Study Participants
We used a nationally representative sample of cross-sectional data from the National Health and Nutrition Examination Survey (NHANES) 2011-2012 cycle. NHANES is a survey conducted by the Center for Disease Control and Prevention (CDC) every two years, including demographic, interviews, laboratory, and examination data. We selected the 2011-2012 survey cycle because this survey cycle exclusively, after 1999-2000, contains tuberculosis data. Out of 13,431 people selected for NHANES from 30 different study locations in 2011-2012, 756 completed the interview, and 9,338 were examined. Considering the low prevalence of Tuberculosis in the US, no inclusion and exclusion criteria were considered to account for the sample size. The analytic sample consisted of all 9,756 people who responded to the survey.
Study Variables
We included demographics, questionnaires, and examination data for the study. Total cholesterol level was considered the primary exposure of interest. The total cholesterol was defined as the sum of HDLs, LDLs, and 20% of their triglyceride level. The total cholesterol level was categorized into three categories: low cholesterol level (0 mg/dL – 120 mg/dL), average cholesterol level (120 mg/dL – 240 mg/dL), and high cholesterol level (240 mg/dL and more). The TB prevalence included people who had (1) positive reactions to the skin test, (2) induration greater than 15mm, (3) positive blood and tine test, and (4) people who were prescribed TB medicine. The covariates included age, gender, race, education, birth country, household size, and smoking status. The birth country was categorized into people born in the US and outside the US. We included the birth country in the analysis as there is a high prevalence of TB in many other countries compared to the US. Smoking status was included, given its pulmonary and immunity effects among people who smoke.
Statistical Analysis
The overall sample population was described using frequencies for the categorical variables and means and medians for the continuous variables. The sample population was also assessed based on TB prevalence. We used the student’s t-test and chi-square tests to compare the covariates among those with and without TB. Fisher’s exact test was used for the demography with low TB prevalence. Eventually, since TB seems to be a rare outcome, the odds ratio was calculated to understand the odds of developing TB based on the cholesterol level. The estimates and crude odds of tuberculosis based on the cholesterol level were assessed using bivariate logistic regression. Multivariate logistic regression was performed using sex, age, race, household size, and country of birth as covariates. The sample weights could not be used as TB prevalence data included self-reported and examination data.
Results
Of 9,756 sample participants, 986 (10.11%) contributed to TB prevalence. The median age of the sample population was 26, and it did not significantly differ based on TB prevalence. There were approximately four people in a household, regardless of TB prevalence, on average, in this study. The mean cholesterol level was 190.09 mg/dL among people with TB compared to 182.32 mg/dL among people without TB. Participants with TB were primarily female, non-Hispanic white had less than a high school of education, US-born, and non-smokers, as presented in Table 1 in the Appendix.

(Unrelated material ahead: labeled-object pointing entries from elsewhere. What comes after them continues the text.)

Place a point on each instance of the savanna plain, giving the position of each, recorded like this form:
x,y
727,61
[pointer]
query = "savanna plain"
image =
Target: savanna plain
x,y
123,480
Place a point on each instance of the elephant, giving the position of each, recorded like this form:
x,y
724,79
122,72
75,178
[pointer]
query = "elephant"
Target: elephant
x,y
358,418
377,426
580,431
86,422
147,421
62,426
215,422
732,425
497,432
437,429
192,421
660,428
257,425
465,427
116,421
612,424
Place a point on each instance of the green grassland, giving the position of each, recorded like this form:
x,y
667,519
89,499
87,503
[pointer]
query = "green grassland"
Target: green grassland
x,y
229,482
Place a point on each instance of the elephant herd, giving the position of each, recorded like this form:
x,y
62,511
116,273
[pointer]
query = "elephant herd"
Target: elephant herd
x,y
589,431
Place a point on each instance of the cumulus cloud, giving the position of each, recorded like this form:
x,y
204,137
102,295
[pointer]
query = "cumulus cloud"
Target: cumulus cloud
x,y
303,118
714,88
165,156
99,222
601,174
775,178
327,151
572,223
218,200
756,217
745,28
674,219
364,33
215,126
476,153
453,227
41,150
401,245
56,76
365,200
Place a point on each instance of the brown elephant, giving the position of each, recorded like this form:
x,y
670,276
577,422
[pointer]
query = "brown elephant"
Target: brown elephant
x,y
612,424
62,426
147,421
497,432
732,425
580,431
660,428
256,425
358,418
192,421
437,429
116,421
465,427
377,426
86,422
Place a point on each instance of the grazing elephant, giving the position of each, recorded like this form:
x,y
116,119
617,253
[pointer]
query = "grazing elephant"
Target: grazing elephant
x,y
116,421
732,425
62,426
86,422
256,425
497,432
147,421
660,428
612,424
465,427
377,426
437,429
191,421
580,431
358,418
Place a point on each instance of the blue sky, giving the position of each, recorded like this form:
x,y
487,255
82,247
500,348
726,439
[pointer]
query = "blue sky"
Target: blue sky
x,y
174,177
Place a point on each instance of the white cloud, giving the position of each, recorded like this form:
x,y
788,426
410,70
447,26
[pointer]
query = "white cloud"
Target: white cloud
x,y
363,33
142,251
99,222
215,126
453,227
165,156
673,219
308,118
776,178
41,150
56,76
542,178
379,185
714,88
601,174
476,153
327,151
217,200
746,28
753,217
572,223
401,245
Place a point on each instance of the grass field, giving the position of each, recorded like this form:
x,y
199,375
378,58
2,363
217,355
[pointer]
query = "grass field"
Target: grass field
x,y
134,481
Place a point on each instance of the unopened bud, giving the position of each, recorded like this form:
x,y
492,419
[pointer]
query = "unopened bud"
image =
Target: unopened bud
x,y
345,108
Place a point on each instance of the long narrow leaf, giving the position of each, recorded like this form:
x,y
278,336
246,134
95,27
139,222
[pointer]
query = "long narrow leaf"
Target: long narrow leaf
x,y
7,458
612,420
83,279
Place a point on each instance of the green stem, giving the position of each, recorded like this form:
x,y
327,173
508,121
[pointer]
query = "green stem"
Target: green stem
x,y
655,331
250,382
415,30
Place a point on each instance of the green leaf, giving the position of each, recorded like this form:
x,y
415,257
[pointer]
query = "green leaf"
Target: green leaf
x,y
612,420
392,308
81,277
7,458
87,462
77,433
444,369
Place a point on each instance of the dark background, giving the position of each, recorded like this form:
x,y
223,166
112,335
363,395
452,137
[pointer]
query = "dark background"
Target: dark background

The bivariate logistic regression yielded an odds ratio of 1.26 (1.004, 1.59) for people with high cholesterol levels compared to people with average cholesterol levels suggesting a 26% increase in odds of tuberculosis among people with high cholesterol compared to average cholesterol levels. In addition, the bivariate logistic regression also yielded an odds ratio of 0.52 (0.32, 0.84) for people with low cholesterol levels compared to average cholesterol levels suggesting a 48% decrease in the odds of TB among people with low cholesterol levels compared to people with average cholesterol levels. The bivariate analysis suggested high cholesterol level as the risk factor and low cholesterol level as the protective factor per our hypothesis, as presented in Table 2 in the Appendix.
On the contrary, after the model was adjusted for gender, race, education, birth country, smoking, and household size, the multivariate logistic regression yielded an odds ratio of 1.40 (1.05, 1.88) for people with high cholesterol levels compared to people with average cholesterol level suggesting 40% increase in odds of TB among people with high cholesterol level. The odds ratio of the low cholesterol level compared to the average cholesterol level was 0.65 (0.36, 1.20), suggesting an insignificant relationship between the total cholesterol level and TB prevalence. For the covariates, Mexican Americans and non-Hispanic Black, compared to non-Hispanic white, seemed to have lower odds of TB. The fully adjusted multivariate model is demonstrated in Table 3 in the Appendix.